The fuzzystrmatch extension lets you measure how similar two strings are — useful for handling misspellings, name variants, and phonetic matches in your database queries. ApsaraDB RDS for PostgreSQL supports four algorithms: Soundex, Levenshtein, Metaphone, and Double Metaphone.
Enable or disable the extension
-- Enable
CREATE EXTENSION fuzzystrmatch;
-- Disable
DROP EXTENSION fuzzystrmatch;
Choose an algorithm
| Algorithm | How it works | Best for |
|---|---|---|
| Soundex | Encodes strings by sound; returns a 4-character code | Phonetic matching of English names |
| Levenshtein | Counts the minimum edits (insert, delete, replace) to transform one string into another | Typo detection and fuzzy search |
| Metaphone | Encodes strings by English pronunciation; more accurate than Soundex | English word phonetic matching |
| Double Metaphone | Generates a primary and alternate phonetic code | Non-English names and words with pronunciation variants |
Soundex
Soundex encodes similar-sounding English words to the same 4-character code, letting you match strings by pronunciation rather than exact spelling.
Functions:
soundex(text) returns text
difference(text, text) returns int
-
soundex(text)returns the Soundex code for a string (for example,A550). -
difference(text, text)compares the Soundex codes of two strings and returns the number of matching character positions — a value from 0 (no match) to 4 (exact match). Despite the name, a higher value means more similarity.
Examples:
SELECT soundex('hello world!');
SELECT soundex('Anne'), soundex('Andrew'), difference('Anne', 'Andrew');
SELECT soundex('Anne'), soundex('Margaret'), difference('Anne', 'Margaret');
CREATE TABLE s (nm text);
INSERT INTO s VALUES ('john');
INSERT INTO s VALUES ('joan');
INSERT INTO s VALUES ('wobbly');
INSERT INTO s VALUES ('jack');
-- Exact phonetic match
SELECT * FROM s WHERE soundex(nm) = soundex('john');
-- Similar-sounding names (difference score > 2)

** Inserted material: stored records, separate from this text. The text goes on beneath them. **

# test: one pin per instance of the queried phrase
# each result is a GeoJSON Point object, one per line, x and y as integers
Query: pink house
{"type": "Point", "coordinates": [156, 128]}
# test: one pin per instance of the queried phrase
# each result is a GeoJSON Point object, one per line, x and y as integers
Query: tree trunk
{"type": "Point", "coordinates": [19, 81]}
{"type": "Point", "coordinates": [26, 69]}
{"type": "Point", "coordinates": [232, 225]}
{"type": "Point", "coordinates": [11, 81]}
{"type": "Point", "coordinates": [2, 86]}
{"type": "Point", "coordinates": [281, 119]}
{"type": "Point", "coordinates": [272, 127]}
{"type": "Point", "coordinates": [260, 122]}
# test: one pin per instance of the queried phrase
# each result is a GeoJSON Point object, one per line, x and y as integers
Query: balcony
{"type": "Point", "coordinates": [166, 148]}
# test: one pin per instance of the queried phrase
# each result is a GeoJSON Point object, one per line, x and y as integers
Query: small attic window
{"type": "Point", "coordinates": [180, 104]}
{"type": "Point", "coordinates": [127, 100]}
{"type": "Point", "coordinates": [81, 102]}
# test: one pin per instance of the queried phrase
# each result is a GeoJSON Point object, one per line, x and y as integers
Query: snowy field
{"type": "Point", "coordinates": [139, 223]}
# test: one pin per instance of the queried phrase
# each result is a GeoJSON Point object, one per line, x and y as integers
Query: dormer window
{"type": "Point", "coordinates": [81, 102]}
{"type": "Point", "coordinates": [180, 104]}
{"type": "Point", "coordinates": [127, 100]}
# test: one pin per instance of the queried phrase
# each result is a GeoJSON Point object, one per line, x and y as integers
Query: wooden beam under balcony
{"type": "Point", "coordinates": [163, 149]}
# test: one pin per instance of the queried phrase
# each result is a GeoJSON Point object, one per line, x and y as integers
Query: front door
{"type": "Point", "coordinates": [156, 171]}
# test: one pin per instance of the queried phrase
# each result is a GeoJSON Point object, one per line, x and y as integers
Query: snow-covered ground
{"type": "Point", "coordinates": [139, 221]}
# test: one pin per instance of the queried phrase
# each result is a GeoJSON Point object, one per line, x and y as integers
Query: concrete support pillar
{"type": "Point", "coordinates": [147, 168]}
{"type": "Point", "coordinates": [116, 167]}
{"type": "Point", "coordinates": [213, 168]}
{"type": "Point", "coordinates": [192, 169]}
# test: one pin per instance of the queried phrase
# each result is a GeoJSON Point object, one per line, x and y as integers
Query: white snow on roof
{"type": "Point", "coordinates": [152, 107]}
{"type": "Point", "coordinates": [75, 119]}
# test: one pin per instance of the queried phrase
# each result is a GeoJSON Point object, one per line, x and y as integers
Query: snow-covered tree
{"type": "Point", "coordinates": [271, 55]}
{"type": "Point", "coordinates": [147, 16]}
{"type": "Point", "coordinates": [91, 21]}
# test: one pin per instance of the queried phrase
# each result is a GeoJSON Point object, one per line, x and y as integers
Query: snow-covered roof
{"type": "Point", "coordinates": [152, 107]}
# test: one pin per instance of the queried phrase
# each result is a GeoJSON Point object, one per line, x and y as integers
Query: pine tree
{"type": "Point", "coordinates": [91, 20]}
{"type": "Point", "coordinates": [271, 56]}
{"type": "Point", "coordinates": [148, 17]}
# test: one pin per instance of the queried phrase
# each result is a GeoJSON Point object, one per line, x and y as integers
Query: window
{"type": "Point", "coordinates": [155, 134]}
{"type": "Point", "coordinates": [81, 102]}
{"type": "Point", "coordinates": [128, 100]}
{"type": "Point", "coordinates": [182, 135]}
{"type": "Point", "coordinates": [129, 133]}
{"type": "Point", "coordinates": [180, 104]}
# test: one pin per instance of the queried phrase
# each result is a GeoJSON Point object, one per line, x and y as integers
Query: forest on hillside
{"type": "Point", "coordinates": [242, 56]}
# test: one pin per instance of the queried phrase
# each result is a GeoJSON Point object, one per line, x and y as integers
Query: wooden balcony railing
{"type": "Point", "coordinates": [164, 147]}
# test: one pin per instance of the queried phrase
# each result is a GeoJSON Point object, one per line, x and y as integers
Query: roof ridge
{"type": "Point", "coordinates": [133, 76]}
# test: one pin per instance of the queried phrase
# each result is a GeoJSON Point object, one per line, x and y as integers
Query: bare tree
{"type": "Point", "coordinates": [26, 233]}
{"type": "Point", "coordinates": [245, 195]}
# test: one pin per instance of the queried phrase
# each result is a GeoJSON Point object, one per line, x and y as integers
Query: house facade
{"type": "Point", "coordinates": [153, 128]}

SELECT * FROM s WHERE difference(s.nm, 'john') > 2;
Levenshtein
Levenshtein distance measures the minimum number of single-character edits needed to change one string into another. A lower distance means more similarity.
For example, changing kitten to sitting requires 3 edits:
-
Substitute
kwiths:kitten→sitten -
Substitute
ewithi:sitten→sittin -
Insert
gat the end:sittin→sitting
The result is a Levenshtein distance of 3.
Functions:
levenshtein(text source, text target, int ins_cost, int del_cost, int sub_cost) returns int
levenshtein(text source, text target) returns int
levenshtein_less_equal(text source, text target, int ins_cost, int del_cost, int sub_cost, int max_d) returns int
levenshtein_less_equal(text source, text target, int max_d) returns int
Parameters:
| Parameter | Description |
|---|---|
source |
The source string. Cannot be empty; maximum 255 characters. |
target |
The target string. Cannot be empty; maximum 255 characters. |
ins_cost |
The cost of inserting a character. |
del_cost |
The cost of deleting a character. |
sub_cost |
The cost of substituting a character. |
max_d |
The maximum distance to consider. |
levenshtein_less_equal is an optimized version for short distances:
-
If the actual distance is less than or equal to
max_d, it returns the exact distance. -
If the actual distance exceeds
max_d, it returns a random value greater thanmax_d. -
If
max_dis negative, it behaves identically tolevenshtein.
Examples:
SELECT levenshtein('GUMBO', 'GAMBOL');
SELECT levenshtein('GUMBO', 'GAMBOL', 2, 1, 1);
SELECT levenshtein_less_equal('extensive', 'exhaustive', 2);
SELECT levenshtein_less_equal('extensive', 'exhaustive', 4);
End-to-end example — fuzzy name search:
CREATE TABLE customers (id INT, name TEXT);
INSERT INTO customers VALUES
(1, 'John Smith'),
(2, 'Jon Smythe'),
(3, 'Jane Doe'),
(4, 'Jonathan Smithson');
-- Find customers whose names are close to 'Jon Smithe' (distance <= 3)
SELECT * FROM customers
WHERE levenshtein(lower(name), lower('Jon Smithe')) <= 3;
Metaphone
Metaphone constructs a phonetic code for each English string. Two strings with the same code are considered phonetically similar. It is more accurate than Soundex for English words.
Function:
metaphone(text source, int max_output_length) returns text
Parameters:
| Parameter | Description |
|---|---|
source |
The source string. Cannot be empty; maximum 255 characters. |
max_output_length |
The maximum length of the returned Metaphone code. If the code exceeds this length, it is truncated. |
Example:
SELECT metaphone('GUMBO', 4);
Double Metaphone
Double Metaphone generates two phonetic codes for a string — a primary code and a secondary code. In most cases they are identical. They may differ for non-English words where pronunciation varies.
Functions:
dmetaphone(text source) returns text -- primary code
dmetaphone_alt(text source) returns text -- secondary code
Examples:
SELECT dmetaphone('gumbo');
SELECT dmetaphone_alt('gumbo');